I must say, comrades, that Trotsky has chosen a very inappropriate moment for his attacks on the Party and the Comintern. I have just received information that the British Conservative government has decided to break off relations with the U.S.S.R. There is no need to prove that this will be followed by a universal campaign against the Communists. This campaign has already begun. Some are threatening the C.P.S.U.(B.) with war and intervention. Others threaten it with a split. Something like a united front from Chamberlain to Trotsky is being formed.
It is possible that they want to frighten us. But it scarcely needs proof that Bolsheviks are not the sort to be frightened. The history of Bolshevism knows plenty of such “fronts.” The history of Bolshevism shows that such “fronts” have invariably been smashed by the revolutionary determination and supreme courage of the Bolsheviks.
You need have no doubt that we shall succeed in smashing this new “front” too. (Applause.)

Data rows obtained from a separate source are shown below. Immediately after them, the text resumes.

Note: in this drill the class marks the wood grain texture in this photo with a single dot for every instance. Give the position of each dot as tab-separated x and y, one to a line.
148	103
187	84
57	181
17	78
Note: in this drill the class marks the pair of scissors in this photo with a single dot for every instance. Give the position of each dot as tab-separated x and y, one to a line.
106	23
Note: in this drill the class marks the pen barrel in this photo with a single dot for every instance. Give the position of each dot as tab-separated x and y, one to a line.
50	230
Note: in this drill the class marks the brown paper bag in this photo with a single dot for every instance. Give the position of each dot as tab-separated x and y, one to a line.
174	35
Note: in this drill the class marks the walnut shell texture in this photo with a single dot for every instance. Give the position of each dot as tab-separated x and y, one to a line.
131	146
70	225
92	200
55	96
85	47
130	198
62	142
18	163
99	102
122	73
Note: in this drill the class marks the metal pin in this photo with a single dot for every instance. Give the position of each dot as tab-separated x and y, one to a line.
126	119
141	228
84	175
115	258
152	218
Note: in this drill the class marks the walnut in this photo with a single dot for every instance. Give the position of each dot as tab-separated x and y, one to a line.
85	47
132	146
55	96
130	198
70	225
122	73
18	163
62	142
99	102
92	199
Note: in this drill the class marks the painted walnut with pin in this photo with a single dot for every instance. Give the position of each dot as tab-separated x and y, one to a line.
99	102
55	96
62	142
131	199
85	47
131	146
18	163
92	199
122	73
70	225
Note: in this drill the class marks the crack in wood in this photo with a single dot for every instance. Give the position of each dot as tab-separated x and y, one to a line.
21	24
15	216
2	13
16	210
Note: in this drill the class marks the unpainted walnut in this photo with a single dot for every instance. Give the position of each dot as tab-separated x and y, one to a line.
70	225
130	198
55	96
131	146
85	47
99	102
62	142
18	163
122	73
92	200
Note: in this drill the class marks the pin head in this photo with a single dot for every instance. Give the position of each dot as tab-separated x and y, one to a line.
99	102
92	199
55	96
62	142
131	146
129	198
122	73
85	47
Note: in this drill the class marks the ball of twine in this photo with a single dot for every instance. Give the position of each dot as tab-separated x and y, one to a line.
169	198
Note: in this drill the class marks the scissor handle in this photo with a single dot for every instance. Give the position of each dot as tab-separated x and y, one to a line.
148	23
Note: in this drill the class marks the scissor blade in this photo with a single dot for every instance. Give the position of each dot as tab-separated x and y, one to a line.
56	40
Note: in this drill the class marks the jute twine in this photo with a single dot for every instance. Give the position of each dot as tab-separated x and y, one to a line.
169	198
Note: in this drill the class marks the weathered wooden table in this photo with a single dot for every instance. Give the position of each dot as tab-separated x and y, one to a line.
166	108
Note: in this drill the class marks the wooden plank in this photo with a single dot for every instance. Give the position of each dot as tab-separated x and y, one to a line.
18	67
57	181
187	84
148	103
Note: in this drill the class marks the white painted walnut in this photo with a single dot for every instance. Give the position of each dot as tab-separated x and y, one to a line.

1 The Eighth Plenum of the Executive Committee of the Communist International was held in Moscow, May 18-30, 1927. It discussed the tasks of the Comintern in the struggle against war and the war danger, the tasks of the British Communist Party, questions of the Chinese revolution, and other items. J. V. Stalin delivered a speech on “The Revolution in China and the Tasks of the Comintern” at the tenth sitting of the plenum, on May 24. The plenum assessed the international situation, outlined a programme of struggle against the threat of war, and, in connection with Great Britain’s severance of diplomatic and trade relations with the U.S.S.R., adopted an appeal “To the Workers and Peasants of the World. To All Oppressed Peoples. To the Soldiers and Sailors.” The leaders of the anti-Party Trotsky-Zinoviev bloc took advantage of the sharpened international position of the U.S.S.R. to launch slanderous attacks at the plenum on the leadership of the Comintern and the C.P.S.U.(B.). In a special resolution, the plenum sharply condemned the splitting tactics of the opposition leaders and warned them that if they persisted in their factional struggle they would be expelled from the Executive Committee of the Comintern.
2 This refers to the appeal entitled “To the Proletarians and Peasants of the World. To All Oppressed Peoples,” adopted by the Executive Committee of the Communist International on April 14, 1927. The appeal was published in Pravda, No. 85, April 15, 1927.
* See this volume, pp. 224-34.—Ed.
** My italics.—J. St.
** My italics.—J. St.
3 See Friedrich Engels, Die Bakunisten an der Arbeit, in Der Volkstaat, Nr. 105, 106, 107, 1873.